Metallic nanoparticles: new strategies of nanofabrication and characterization of their near-field thermal properties by nanoscale polymerization
Abstract
In this paper, new approaches of fabrication of metal NPs are presented. In particular, spatially controlled fabrication methods based on photodewetting or photochemical reduction processes and using a tightly-focused laser beam were developed. Secondly, we investigated the thermal properties of photoexcited GNPs using a recently developed approach of nanoscale chemical imaging based on thermo-polymerizable formulations. We used molecular thermo-probes to characterize the local heat profile in the vicinity of an isolated GNP under optical excitation. For this, we developed a set of thermopolymerizable formulations.
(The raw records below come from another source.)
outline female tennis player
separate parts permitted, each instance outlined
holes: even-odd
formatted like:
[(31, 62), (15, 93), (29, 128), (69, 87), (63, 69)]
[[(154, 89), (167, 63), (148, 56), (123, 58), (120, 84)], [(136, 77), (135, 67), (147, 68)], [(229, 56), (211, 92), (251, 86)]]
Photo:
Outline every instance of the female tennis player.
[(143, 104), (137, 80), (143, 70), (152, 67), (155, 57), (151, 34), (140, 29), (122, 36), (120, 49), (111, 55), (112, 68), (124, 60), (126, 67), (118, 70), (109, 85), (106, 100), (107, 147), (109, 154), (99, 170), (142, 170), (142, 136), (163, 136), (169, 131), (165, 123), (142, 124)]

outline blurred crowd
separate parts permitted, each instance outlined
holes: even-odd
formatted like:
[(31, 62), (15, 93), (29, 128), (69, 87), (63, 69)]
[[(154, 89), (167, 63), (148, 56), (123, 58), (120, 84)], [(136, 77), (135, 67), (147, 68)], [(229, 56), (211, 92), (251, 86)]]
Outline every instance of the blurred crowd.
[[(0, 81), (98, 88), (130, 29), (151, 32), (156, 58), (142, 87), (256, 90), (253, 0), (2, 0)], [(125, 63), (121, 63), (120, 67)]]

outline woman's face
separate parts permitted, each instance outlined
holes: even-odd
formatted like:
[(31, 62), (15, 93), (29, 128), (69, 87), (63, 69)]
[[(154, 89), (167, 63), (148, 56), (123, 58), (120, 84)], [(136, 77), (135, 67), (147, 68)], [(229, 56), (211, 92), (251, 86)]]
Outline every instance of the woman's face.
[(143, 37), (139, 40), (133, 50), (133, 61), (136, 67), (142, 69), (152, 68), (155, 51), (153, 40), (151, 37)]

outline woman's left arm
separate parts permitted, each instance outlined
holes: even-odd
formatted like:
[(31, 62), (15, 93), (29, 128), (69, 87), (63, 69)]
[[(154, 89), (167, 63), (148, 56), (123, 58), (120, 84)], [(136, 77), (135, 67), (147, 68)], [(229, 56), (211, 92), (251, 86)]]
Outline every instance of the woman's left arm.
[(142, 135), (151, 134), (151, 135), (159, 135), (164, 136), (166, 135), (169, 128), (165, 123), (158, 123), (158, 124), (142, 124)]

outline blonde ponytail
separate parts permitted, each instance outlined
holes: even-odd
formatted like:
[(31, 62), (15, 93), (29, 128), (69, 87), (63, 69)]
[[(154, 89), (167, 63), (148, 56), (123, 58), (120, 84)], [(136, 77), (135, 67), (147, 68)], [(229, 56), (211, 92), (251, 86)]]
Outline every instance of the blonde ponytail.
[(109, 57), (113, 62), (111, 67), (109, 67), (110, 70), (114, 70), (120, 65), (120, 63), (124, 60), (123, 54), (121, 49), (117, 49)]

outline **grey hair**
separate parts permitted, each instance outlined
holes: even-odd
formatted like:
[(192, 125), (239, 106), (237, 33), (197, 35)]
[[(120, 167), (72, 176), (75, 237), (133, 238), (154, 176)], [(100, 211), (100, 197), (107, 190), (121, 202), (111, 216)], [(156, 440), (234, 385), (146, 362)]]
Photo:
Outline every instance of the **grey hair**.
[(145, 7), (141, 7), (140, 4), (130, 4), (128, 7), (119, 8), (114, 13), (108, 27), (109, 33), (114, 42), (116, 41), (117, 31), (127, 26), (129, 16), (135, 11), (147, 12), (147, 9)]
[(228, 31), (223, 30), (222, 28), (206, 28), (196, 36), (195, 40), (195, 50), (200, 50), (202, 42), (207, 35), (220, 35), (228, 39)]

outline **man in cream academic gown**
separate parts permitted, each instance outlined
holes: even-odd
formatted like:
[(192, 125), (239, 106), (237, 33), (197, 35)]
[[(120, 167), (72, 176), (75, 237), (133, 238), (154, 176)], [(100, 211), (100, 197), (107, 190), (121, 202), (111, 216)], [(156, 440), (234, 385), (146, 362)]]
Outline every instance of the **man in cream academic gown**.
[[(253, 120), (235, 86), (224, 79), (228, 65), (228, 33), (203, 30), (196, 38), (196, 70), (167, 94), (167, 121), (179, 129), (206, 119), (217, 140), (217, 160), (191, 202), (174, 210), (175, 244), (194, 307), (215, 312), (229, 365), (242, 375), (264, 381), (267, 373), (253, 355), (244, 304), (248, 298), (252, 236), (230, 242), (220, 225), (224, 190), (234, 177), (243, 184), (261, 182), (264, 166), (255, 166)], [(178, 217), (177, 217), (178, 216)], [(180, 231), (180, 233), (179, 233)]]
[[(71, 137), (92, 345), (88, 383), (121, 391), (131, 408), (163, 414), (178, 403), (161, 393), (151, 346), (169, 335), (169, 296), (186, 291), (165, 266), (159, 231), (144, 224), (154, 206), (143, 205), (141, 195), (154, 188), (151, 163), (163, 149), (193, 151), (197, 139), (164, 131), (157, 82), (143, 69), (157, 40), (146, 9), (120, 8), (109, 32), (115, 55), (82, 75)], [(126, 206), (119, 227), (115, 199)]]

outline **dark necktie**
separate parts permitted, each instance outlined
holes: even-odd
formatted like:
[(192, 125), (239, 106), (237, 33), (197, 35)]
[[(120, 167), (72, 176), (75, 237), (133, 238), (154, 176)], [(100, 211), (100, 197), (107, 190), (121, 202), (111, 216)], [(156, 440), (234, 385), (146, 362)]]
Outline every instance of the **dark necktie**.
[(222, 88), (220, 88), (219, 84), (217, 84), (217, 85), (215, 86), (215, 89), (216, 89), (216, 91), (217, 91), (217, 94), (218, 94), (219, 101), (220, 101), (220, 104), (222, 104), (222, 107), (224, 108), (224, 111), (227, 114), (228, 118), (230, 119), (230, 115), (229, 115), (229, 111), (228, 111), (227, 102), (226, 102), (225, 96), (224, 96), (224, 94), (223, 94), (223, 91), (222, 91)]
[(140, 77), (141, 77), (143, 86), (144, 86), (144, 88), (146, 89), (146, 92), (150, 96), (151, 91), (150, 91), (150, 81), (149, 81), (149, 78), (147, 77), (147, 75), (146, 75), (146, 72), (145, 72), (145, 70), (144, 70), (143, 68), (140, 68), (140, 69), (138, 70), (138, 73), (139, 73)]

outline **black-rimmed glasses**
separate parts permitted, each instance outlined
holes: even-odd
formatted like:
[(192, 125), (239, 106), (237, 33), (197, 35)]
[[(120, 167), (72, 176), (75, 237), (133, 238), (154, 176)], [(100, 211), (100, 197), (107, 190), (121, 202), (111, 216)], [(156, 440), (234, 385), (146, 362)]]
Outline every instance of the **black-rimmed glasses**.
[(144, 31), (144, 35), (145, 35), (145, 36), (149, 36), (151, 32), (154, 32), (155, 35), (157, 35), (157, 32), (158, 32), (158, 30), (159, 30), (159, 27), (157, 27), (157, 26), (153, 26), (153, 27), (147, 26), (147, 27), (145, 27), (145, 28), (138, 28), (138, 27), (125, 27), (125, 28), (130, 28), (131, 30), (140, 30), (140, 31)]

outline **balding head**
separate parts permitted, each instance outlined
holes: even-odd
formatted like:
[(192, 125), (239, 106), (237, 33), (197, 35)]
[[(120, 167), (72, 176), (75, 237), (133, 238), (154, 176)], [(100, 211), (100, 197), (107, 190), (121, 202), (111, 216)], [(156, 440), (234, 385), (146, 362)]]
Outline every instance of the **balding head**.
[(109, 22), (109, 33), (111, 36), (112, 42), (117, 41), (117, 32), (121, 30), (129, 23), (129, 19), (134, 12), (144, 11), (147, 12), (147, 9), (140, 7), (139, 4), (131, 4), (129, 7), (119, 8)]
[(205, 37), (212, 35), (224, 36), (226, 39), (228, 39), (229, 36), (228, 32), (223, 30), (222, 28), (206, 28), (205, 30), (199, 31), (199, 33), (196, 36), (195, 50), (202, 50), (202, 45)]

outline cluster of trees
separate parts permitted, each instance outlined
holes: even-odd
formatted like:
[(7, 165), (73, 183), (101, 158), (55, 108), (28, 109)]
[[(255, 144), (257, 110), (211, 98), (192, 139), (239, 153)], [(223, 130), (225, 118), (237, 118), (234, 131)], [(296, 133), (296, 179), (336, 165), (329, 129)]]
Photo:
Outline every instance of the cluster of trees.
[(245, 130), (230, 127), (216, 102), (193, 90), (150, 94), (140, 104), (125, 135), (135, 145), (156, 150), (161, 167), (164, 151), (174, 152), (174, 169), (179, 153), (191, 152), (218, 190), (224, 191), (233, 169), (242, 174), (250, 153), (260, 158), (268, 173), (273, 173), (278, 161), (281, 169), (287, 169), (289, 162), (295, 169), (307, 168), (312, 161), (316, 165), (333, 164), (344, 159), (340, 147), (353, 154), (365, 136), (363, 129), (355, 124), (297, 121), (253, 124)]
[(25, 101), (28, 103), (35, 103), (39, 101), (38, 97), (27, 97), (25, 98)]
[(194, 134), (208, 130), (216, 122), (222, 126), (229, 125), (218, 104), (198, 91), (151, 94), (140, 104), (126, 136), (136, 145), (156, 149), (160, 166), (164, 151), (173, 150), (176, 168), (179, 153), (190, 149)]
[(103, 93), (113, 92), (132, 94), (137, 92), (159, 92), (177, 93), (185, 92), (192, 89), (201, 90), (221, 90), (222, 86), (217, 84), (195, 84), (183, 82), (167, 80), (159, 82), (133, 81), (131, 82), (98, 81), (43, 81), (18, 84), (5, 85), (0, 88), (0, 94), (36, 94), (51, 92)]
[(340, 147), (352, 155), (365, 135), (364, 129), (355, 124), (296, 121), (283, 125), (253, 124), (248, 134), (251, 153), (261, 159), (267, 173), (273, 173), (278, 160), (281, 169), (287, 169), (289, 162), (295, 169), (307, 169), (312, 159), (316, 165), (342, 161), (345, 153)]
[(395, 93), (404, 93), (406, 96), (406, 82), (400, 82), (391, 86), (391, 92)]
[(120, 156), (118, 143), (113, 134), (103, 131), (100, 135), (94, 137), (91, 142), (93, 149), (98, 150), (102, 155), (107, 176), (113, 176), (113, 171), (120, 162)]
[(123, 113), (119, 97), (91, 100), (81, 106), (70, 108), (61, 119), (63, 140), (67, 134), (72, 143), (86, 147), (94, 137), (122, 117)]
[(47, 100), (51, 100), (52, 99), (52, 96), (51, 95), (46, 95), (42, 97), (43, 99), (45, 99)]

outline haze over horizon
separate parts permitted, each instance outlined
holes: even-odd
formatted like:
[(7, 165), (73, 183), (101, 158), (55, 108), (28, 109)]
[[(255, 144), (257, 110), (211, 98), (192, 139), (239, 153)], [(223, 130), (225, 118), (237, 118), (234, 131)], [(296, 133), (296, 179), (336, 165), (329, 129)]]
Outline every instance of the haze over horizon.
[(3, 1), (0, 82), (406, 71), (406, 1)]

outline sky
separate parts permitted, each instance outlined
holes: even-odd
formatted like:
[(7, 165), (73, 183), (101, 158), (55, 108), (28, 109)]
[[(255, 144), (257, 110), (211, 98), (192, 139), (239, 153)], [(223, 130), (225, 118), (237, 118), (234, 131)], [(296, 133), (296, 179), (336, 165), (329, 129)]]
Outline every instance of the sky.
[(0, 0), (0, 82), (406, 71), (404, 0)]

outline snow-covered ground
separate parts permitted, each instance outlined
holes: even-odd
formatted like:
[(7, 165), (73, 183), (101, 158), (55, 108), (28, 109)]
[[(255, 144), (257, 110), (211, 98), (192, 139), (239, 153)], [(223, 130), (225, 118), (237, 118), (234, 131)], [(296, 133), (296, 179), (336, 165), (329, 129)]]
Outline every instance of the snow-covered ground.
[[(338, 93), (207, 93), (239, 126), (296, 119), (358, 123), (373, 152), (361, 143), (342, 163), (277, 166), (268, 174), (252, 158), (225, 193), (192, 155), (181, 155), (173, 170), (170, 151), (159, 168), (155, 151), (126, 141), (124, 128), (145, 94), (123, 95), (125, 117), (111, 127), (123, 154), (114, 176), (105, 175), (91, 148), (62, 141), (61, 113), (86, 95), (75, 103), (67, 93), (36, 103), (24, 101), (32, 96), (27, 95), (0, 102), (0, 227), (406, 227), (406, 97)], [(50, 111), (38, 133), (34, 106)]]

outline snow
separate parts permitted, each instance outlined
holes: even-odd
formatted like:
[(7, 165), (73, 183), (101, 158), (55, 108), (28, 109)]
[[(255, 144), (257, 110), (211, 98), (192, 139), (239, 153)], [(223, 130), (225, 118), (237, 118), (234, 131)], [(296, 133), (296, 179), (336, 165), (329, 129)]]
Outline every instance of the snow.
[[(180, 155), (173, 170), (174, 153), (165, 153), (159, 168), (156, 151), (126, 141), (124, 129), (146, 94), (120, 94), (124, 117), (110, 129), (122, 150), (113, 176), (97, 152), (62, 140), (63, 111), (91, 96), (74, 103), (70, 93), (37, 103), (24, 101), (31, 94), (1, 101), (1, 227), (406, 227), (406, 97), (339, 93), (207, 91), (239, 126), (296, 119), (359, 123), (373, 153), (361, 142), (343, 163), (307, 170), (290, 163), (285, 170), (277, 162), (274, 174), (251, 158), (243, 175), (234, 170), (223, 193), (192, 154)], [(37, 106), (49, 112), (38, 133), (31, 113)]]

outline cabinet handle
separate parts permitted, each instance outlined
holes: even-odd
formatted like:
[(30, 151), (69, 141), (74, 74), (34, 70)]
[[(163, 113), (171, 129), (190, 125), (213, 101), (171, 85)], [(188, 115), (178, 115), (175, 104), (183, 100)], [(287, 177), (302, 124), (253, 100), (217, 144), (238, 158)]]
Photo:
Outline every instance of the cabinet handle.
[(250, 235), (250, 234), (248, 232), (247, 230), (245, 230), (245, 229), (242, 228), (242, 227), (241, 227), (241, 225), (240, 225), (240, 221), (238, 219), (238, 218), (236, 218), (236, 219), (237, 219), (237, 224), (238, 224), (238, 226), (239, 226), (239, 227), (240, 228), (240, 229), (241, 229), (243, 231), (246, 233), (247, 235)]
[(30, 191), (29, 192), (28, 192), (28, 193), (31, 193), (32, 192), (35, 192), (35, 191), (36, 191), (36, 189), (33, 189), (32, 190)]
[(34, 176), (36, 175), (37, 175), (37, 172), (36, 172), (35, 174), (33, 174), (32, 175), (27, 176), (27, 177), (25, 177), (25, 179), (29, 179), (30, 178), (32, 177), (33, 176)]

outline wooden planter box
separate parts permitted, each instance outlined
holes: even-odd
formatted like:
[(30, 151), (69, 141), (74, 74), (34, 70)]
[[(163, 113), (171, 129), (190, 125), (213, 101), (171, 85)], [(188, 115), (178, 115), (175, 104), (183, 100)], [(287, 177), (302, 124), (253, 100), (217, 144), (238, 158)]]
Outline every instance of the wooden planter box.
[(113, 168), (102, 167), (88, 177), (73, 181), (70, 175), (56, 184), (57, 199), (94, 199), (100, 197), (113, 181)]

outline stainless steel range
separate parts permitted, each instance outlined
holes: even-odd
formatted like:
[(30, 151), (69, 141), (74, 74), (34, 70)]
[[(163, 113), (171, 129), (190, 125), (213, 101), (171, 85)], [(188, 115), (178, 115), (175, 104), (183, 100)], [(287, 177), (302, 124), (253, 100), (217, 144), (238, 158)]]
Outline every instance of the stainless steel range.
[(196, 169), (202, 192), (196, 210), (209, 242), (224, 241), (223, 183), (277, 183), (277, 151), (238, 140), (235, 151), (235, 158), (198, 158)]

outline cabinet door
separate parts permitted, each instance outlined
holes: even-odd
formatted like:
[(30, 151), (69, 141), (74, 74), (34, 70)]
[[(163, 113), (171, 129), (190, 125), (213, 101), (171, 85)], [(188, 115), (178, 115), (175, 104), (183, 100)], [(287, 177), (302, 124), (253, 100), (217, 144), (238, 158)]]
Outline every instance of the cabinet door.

Each one is characterized by a different and controlled polymerization temperature threshold (Tth), which can be adjusted by the weight percent of the initiator system. The resulting fingerprint of the temperature distribution around a single metal nanoparticle is imaged by AFM. In particular, we show the possibility of imaging the heat distribution with a spatial resolution better than 40 nm. By tuning the excitation wavelength, we show that the photo-induced heating of the temperature can be tuned according to the extinction spectrum. Finally, by using a set of thermopolymerizable solution characterized by different threshold temperatures to determine qualitatively the minimum of temperature reached around the nanoparticle.